A fixed rate personal loan keeps your repayments consistent, which can help keep your budgeting consistent. You won't have to worry about higher repayments if your rates were to rise. However, on a fixed loan you’ll also potentially miss out on more affordable repayments if variable rates were to fall.

Does refinancing a personal loan hurt your credit score?

Personal loan refinancing means taking out a new loan with more desirable terms in order to access a more competitive interest rate, longer loan term, better features, or even to consolidate debts.

In some situations, refinancing a personal loan can improve your credit score, while in others, it may have a negative impact. If you refinance multiple loans by consolidating these into one loan, it could improve your credit score as you’ll have only one outstanding debt liability.
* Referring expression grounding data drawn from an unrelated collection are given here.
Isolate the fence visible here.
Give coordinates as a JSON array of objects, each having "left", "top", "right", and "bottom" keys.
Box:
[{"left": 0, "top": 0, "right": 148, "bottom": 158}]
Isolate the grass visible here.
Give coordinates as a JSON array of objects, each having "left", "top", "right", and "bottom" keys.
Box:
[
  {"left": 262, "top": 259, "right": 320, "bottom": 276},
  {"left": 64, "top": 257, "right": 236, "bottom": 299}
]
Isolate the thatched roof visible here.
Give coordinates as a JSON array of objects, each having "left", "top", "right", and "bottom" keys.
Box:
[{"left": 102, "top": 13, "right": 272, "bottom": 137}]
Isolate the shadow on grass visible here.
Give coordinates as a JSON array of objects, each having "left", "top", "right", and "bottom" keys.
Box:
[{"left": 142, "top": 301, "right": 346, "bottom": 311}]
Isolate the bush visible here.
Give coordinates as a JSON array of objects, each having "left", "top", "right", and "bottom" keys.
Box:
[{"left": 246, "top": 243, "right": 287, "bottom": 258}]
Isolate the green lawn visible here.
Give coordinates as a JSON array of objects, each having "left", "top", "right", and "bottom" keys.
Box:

Your credit may also improve if you consistently pay the instalments on time.

However, applying to refinance with multiple lenders could negatively affect your credit if your applications are rejected. Also, if you delay or default the repayment, your credit score reduces.

How long does it take to get a student personal loan?

Completing an online personal loan application can often take anywhere from 10 minutes to 1 hour. Depending on your lender, processing your personal loan application may take anywhere between 1 and 24 hours. If your personal loan application is approved, you may receive the money in your bank account the following business day, or, in some cases, the same day.

Is a personal loan a variable or fixed-rate loan?

Depending on the personal loan lender, you may be able to choose between a fixed and a variable interest rate. But, there are a few distinct differences between the two, so it’s important to weigh up the pros and cons before deciding on what’s right for you.

A fixed interest rate loan gets you the convenience of knowing exactly how much you need to repay each fortnight or month. On the other hand, you generally won’t be able to make lump sum or advanced payments to close your personal loan early - or at least not without a penalty.

With a variable interest rate personal loan, you may be able to get a longer loan repayment term, with the option of paying off the loan early. You typically won’t need to pay any additional charges for an early full repayment either. The potential disadvantage with an interest rate that can change is that your repayment is not entirely predictable, as it can fluctuate with the market. However, you’ll likely have more options as more lenders offer a variable interest rate personal loan.